I am in the process of applying to medical schools. This morning, I discovered something interested when reading a NYtimes article called "Getting Into Medical School Without Hard Sciences." It turns out that Mount Sinai in NYC, one of the med schools I applied to, offers medical school slots to students who studied liberal arts during undergrad, didn't take hard sciences and didn't take the MCAT. The part that fascinated me- The leaders of that Mount Sinai program just produced a peer-reviewed study that shows their "liberal arts" students perform as well as students who stressed hard over the MCAT and organic chemistry.
Here's the study:
"Challenging Traditional Premedical Requirements as Predictors of Success in Medical School: The Mount Sinai School of Medicine Humanities and Medicine Program," by David Muller, MD and Nathan Kase, MD. Published in Academic Medicine, 85:5, August 2010.
Although the metrics of success could be expanded a bit, I think the study is very useful.
I earned my B.A. from McGill University, and took premedical courses at Montana State after I graduated. It's always been hard for me to believe that the students in my class whose lives revolve around their statistics on paper (GPA, MCAT score etc.) were going to make good doctors. I still believe in learning the fundamentals of science before going into medical school, just because when I switched from mostly liberal arts to premedical courses it took me a while to get the hang of how to learn scientific concepts. But the study fits with my intuitive understanding of what makes a good physician.

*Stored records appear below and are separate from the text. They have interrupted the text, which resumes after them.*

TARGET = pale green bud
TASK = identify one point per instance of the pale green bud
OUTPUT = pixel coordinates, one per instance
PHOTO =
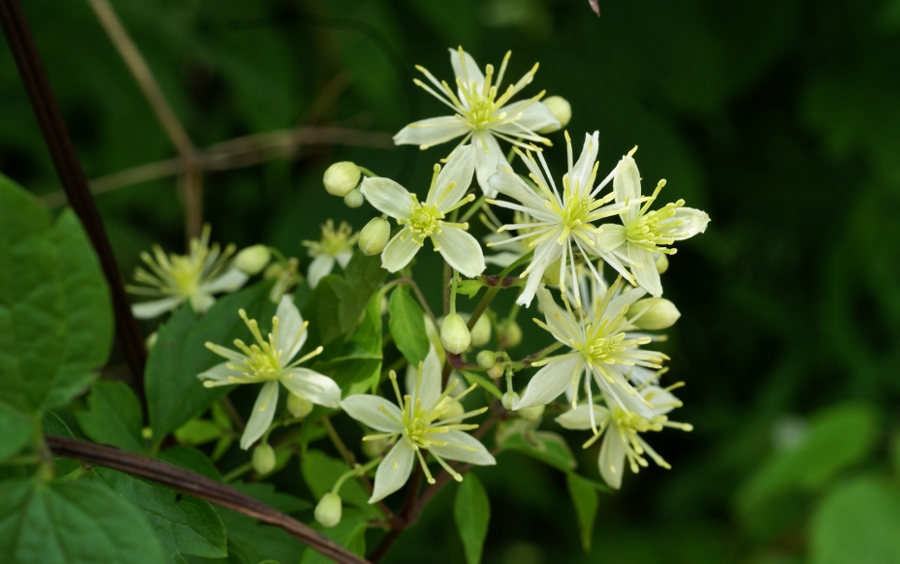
(455, 336)
(341, 178)
(660, 314)
(252, 259)
(561, 110)
(328, 511)
(374, 236)
(263, 458)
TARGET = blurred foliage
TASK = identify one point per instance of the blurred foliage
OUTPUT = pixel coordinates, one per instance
(779, 120)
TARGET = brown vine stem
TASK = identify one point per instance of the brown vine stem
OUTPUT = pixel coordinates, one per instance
(201, 487)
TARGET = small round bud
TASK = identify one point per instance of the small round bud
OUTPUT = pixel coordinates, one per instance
(374, 236)
(660, 313)
(486, 359)
(299, 406)
(328, 511)
(341, 178)
(561, 110)
(354, 199)
(455, 336)
(263, 458)
(252, 259)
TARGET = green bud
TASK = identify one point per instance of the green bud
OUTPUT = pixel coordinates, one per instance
(374, 236)
(252, 259)
(341, 178)
(328, 511)
(455, 336)
(660, 313)
(263, 458)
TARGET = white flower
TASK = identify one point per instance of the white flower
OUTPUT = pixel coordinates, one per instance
(268, 361)
(417, 425)
(622, 428)
(334, 246)
(480, 114)
(600, 345)
(562, 225)
(178, 278)
(643, 235)
(422, 220)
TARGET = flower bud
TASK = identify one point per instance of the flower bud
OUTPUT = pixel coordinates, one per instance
(263, 458)
(455, 336)
(486, 359)
(374, 236)
(299, 406)
(660, 313)
(328, 511)
(252, 259)
(561, 110)
(341, 178)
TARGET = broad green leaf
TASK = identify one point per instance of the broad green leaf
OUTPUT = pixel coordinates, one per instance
(182, 524)
(55, 314)
(857, 522)
(113, 417)
(407, 325)
(472, 511)
(584, 497)
(72, 523)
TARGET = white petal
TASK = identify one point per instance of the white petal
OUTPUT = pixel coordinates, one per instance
(387, 196)
(551, 380)
(376, 412)
(463, 447)
(317, 388)
(460, 250)
(393, 471)
(262, 416)
(399, 251)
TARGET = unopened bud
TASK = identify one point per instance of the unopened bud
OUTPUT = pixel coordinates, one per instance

My self-bias about the study is huge because my own statistics on paper are not competitive with many of my peers, yet I'm pretty sure that I'm going to thrive in medicine.
This is what my application would look like to people who are focused on just the statistics:
Cumulative GPA: 3.41
Science GPA: 3.39
MCAT: 26 M. i.e. 9 in verbal, 7 in physical sciences (general chemistry + physics), 10 in biology (biology + organic chemistry), and M in writing (scored w/ J-T, low to high).
This is more like what my app might look like to people who look beyond the statistics and/or understand what makes them:
1.) I went to an undergrad institution where arts classes were usually challenging
2.) Ever since the summer after I started at MSU I have worked as a caregiver, day and night shifts
3.) Engineers Without Borders has been just as much of a time commitment for me as my premed classes. When I'm sitting in premed classes, many of which are taught by rocks of professors who are often symptomatic of a broken feedback loop in which they are completely clueless about the mediocre quality of their teaching skills, it's so much more tempting to throw myself into the kind of work that I will be able to do in medical school and beyond- directly helping people.
4.) I decided to move back home with my parents for the first year of my premed studies. That saved money but costs me a lot of time and energy, as living there is a lot of emotional work.